The other side to this is that if it is another part of the business causing issues for payroll through undermining compliance and increasing risk, then payroll needs to be professional and put concise facts forward (create a business case on the issues identified with the cost, impact and risk to the business). If this is not heard or is not acted on by management, then at the very least you have done your job and can feel confident as a payroll professional.
I haven’t got time for that.
Now for my favourite payroll excuse: “I haven’t got time for that”. Payroll is process and deadline driven so the timeframe for all payroll activities should be known, planned and achieved. Yes, payroll is busy, and workloads can change based on factors outside of payroll’s control, but not taking the time to get payroll correct is creating a situation that could undermine payroll going forward. Being a business-critical activity, payroll must have time to get payroll done.
Reasons for not having time in payroll can include the following:
- No formal process or procedure as payroll is run by the seat of their pants.
- Only one person runs payroll without any backup, so all payroll activities revolve around one person.
- Not using a payroll system to its full potential.
- A mixture of the behaviours examined in this post.
There is a simple way to overcome the lack of time in payroll, make it! If external non-payroll activities such as HR or Finance are undermining payroll, payroll must let management know the effect on payroll outcomes. Get your voice and fight for payroll.

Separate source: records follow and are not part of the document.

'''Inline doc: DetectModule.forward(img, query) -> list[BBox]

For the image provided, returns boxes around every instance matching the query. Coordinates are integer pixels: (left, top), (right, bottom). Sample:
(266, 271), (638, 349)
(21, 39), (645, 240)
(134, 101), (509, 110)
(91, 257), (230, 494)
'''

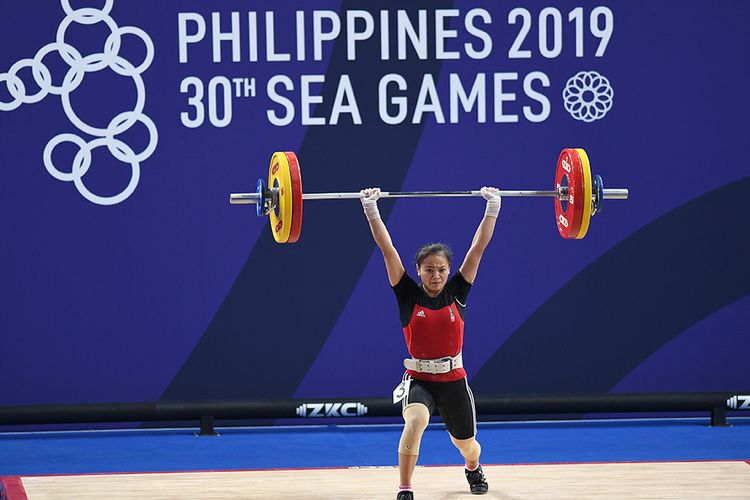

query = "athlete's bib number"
(393, 378), (411, 404)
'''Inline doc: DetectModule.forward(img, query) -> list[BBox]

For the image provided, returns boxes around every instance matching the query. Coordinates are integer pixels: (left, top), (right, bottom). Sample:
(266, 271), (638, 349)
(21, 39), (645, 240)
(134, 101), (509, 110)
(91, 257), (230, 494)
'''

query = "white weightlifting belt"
(404, 352), (464, 373)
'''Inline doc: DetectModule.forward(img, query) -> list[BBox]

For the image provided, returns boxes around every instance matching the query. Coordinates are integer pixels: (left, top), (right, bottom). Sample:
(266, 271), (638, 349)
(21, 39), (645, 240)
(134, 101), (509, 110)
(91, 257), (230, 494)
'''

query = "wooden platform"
(10, 461), (750, 500)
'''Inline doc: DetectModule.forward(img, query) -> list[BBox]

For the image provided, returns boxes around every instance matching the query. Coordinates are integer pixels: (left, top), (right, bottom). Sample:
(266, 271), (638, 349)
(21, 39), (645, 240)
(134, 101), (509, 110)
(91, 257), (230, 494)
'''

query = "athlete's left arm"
(459, 187), (501, 283)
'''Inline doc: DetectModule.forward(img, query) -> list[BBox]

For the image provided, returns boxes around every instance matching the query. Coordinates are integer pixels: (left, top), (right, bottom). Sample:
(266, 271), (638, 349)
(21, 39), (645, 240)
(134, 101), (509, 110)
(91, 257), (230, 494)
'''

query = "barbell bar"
(229, 148), (629, 243)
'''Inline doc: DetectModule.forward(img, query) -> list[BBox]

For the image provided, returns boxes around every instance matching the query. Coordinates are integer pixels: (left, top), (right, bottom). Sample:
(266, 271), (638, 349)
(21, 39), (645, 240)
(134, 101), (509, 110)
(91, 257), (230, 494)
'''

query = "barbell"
(229, 148), (628, 243)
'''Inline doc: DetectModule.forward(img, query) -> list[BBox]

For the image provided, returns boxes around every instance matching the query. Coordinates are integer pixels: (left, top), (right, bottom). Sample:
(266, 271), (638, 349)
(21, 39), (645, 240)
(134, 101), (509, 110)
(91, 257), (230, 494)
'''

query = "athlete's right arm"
(361, 188), (406, 286)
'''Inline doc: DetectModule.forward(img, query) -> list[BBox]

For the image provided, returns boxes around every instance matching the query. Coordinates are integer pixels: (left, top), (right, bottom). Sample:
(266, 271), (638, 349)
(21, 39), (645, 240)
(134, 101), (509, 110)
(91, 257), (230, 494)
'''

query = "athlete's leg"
(451, 436), (482, 470)
(435, 379), (488, 494)
(398, 403), (430, 486)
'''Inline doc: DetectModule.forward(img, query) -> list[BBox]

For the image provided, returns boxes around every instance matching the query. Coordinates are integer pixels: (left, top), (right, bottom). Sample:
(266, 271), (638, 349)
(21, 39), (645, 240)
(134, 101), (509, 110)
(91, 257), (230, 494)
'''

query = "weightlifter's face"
(417, 254), (451, 297)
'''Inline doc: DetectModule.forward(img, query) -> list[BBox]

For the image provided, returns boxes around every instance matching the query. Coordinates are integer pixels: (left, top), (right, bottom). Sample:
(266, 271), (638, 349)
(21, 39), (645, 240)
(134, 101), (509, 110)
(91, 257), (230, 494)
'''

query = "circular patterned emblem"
(563, 71), (615, 123)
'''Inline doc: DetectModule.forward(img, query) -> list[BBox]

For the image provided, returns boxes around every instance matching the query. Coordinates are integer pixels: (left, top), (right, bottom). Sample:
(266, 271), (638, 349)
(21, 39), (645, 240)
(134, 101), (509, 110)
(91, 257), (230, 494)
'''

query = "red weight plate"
(284, 151), (302, 243)
(555, 148), (585, 239)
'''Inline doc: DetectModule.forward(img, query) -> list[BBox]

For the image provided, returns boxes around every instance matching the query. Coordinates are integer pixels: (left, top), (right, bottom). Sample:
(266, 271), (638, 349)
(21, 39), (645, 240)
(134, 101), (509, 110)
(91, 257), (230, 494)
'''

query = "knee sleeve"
(451, 436), (482, 462)
(398, 403), (430, 455)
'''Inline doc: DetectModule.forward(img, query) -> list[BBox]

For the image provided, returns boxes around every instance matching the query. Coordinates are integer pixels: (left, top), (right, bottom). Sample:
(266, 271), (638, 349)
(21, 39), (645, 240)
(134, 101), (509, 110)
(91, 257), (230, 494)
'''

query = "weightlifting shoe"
(464, 465), (490, 495)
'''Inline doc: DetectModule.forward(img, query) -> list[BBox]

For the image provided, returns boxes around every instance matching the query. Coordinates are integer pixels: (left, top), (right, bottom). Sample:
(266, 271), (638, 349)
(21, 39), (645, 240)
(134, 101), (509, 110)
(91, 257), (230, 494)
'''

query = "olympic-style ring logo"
(563, 71), (615, 123)
(0, 0), (159, 205)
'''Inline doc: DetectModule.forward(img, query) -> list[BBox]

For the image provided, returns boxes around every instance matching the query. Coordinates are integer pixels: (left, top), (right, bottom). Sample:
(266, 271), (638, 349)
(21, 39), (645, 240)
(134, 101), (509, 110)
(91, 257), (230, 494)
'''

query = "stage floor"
(0, 419), (750, 500)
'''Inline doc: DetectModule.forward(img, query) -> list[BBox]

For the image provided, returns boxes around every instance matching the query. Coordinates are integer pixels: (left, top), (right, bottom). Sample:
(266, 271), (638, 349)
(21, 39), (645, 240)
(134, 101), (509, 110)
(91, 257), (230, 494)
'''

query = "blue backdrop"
(0, 0), (750, 404)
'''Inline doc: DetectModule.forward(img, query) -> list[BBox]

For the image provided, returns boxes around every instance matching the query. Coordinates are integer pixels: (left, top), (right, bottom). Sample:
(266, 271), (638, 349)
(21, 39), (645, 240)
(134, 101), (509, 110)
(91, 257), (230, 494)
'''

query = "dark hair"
(414, 243), (453, 266)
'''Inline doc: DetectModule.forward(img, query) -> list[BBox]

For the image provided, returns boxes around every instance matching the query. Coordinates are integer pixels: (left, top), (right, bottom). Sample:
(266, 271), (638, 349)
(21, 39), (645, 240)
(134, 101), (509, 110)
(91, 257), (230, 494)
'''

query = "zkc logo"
(297, 403), (367, 417)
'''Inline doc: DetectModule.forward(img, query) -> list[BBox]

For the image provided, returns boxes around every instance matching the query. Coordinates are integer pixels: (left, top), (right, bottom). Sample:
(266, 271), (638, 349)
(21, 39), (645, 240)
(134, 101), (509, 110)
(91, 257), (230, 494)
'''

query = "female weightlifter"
(361, 187), (501, 500)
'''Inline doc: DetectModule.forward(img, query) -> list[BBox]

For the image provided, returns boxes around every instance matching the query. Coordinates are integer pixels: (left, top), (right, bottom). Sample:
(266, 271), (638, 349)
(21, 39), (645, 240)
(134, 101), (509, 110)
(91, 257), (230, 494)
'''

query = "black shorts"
(401, 374), (477, 439)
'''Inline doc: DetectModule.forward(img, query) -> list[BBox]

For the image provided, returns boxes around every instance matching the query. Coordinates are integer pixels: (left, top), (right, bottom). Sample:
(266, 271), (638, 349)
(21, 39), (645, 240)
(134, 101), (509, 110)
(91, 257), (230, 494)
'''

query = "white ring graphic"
(43, 134), (91, 182)
(56, 7), (120, 72)
(31, 42), (84, 95)
(73, 138), (141, 205)
(105, 111), (159, 163)
(62, 54), (146, 137)
(0, 0), (159, 205)
(8, 59), (52, 104)
(563, 71), (615, 123)
(0, 73), (26, 111)
(104, 26), (154, 76)
(60, 0), (115, 24)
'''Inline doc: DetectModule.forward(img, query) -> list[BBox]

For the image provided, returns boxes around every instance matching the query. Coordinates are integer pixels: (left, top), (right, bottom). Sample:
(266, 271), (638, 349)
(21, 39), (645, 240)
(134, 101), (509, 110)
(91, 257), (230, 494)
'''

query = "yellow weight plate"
(576, 148), (594, 240)
(268, 151), (292, 243)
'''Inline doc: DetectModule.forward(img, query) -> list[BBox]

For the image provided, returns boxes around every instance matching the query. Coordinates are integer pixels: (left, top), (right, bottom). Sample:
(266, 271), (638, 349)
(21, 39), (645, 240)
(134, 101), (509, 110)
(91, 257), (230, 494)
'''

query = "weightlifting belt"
(404, 352), (464, 373)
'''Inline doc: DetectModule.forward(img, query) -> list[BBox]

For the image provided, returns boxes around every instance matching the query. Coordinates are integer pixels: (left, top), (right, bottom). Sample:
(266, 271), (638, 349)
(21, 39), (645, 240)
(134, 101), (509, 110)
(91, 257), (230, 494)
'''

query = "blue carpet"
(0, 418), (750, 475)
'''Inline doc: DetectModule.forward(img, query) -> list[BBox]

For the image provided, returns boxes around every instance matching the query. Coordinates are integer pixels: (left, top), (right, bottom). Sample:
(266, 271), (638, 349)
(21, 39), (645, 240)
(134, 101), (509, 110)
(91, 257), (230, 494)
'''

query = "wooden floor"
(16, 461), (750, 500)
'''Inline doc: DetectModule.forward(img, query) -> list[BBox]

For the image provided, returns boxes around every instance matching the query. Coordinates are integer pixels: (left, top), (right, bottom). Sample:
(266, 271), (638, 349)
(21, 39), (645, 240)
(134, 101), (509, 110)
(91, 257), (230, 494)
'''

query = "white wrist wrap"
(362, 198), (380, 220)
(484, 197), (500, 219)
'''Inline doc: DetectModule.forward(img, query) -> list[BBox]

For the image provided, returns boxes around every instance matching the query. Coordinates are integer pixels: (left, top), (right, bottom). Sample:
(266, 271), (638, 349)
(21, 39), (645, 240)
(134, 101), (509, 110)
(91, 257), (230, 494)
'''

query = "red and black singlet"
(393, 272), (471, 382)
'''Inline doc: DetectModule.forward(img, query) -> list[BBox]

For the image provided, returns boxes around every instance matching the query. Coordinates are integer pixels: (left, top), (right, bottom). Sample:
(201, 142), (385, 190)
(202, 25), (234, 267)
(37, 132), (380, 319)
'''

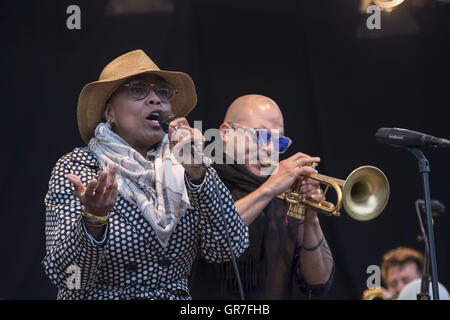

So, in conclusion, don’t become a danger to payroll, challenge what you do, if what you do is correct then it will stand up to scrutiny. Get back to the basics and understand what and how the calculations in payroll must be done (including the payroll system). Stop blaming, instead act and take ownership of your contribution to payroll and state clearly what is not part of payroll and why and move payroll forward. Lastly, take control of your time in payroll as without it nothing can be done and no payroll outcomes will be achieved.